The shepherds are alerted to this divine condescension tonight, and they go and see the Christ child. They behold the poverty that God took to himself, a poverty that is fully confirmed on Good Friday, when we see that this tender scene of God’s vulnerability in the manger at Bethlehem is no sentimental display. God truly takes the fullness of human weakness to himself in the incarnation.

And as this message of divine condescension comes to the shepherds a small phrase is repeated gently, as easily missed as the incarnation itself, but which is as profound as the incarnation. Without this phrase, the real meaning might be missed altogether: “for you.” The angels declare to the shepherd that all this is “for you.” “Today a savior is born for you who is Christ and Lord. And this will be a sign for you.” This is the good news that the angels bear “for all.”

All of this is for us. The incarnation, God’s gift of self, God’s endurance of a weakness that was ours rather than his, bearing this burden is all “for us.” Jesus does not exist for himself. He exists first for the Father. It is characteristic in John’s Gospel for Jesus to say that, “I came not to do his own will, but the will of my heavenly Father.” Jesus whole identity is wrapped up in the mission given to him by his Father. He is the “sent one,” as when he says “I came not to do my own will but the will of the one who sent me.” His whole existence is “for us” and “for the Father.”

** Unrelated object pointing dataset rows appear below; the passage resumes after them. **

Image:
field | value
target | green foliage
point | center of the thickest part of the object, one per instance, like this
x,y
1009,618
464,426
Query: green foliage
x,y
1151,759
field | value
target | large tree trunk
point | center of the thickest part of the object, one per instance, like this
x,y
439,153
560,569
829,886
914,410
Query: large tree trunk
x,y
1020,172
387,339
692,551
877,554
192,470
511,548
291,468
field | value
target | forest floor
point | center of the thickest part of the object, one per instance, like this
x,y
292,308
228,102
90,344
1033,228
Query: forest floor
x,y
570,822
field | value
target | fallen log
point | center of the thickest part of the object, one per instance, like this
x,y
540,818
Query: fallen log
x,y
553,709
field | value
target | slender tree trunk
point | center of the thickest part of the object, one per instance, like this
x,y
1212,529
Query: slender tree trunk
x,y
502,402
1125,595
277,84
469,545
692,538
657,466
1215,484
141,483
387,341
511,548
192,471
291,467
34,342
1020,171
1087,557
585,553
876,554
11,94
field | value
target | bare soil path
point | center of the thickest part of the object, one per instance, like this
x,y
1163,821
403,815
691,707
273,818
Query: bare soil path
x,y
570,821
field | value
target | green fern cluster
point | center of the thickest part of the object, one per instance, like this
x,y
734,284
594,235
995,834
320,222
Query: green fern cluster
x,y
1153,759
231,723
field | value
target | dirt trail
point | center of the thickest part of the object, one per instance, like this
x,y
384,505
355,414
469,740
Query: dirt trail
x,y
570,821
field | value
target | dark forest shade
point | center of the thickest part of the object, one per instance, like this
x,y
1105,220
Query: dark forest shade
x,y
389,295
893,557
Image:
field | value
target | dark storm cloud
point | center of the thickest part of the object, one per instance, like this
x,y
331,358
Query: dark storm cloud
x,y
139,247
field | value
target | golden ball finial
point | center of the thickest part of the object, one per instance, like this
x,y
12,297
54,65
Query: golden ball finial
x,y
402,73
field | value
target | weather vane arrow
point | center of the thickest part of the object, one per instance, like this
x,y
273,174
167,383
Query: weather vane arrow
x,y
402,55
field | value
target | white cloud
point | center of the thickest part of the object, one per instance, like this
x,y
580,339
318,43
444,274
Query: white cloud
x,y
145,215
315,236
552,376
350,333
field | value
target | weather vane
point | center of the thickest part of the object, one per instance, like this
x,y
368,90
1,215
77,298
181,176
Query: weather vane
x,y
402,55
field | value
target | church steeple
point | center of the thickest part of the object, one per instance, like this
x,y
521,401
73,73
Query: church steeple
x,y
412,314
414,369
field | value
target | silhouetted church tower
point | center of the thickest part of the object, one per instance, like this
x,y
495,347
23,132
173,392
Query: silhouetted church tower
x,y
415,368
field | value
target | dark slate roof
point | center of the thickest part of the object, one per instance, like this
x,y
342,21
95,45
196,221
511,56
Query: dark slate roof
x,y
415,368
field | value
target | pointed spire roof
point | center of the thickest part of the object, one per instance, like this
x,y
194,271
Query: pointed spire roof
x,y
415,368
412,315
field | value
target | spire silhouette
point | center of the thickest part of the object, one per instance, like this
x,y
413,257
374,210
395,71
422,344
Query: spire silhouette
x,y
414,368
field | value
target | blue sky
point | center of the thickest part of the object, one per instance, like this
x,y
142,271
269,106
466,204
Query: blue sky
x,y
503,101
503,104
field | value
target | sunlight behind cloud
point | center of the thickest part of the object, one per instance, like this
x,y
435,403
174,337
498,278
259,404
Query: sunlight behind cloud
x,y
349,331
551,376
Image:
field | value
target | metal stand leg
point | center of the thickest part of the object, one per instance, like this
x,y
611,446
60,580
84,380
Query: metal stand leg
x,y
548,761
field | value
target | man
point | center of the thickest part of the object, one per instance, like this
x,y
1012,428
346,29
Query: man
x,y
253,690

Christ is sent to us for us. He came to be the light in our darkness. He came to save us. What is this, though? Is it really a message of divine generosity and grace? Or is it wishful thinking? Is it an egoism that imagines an all powerful God would really care enough to make one of his creatures the center of his concern?

Nothing could be further from the truth. Christ’s “for us” has nothing to do with human egoism. First of all the human imagination is not capable of imagining this sort of divine generosity. It represents a mystery of love beyond human conceiving, and can be known to us only be revelation. Second, the light that Christ gives is that we too must live “for all.”

Just as Christ takes his identity and dignity not from himself but from all that the Father gave him, the challenge for us is to do the same. We are made in God’s image, and now in Christ the full nature of that image is made clear to us. We are to live for others.

St. Paul explains that this sort of existence will consist of peace, patience, kindness, mercy. As we grow in charity we will be free of resentment, not counting up the wrongs committed against us, eager to forgive and bear the faults of others. Then the tender mercy of the scene before us will be ours. Then we too will be bearers into the world of the light of Christ.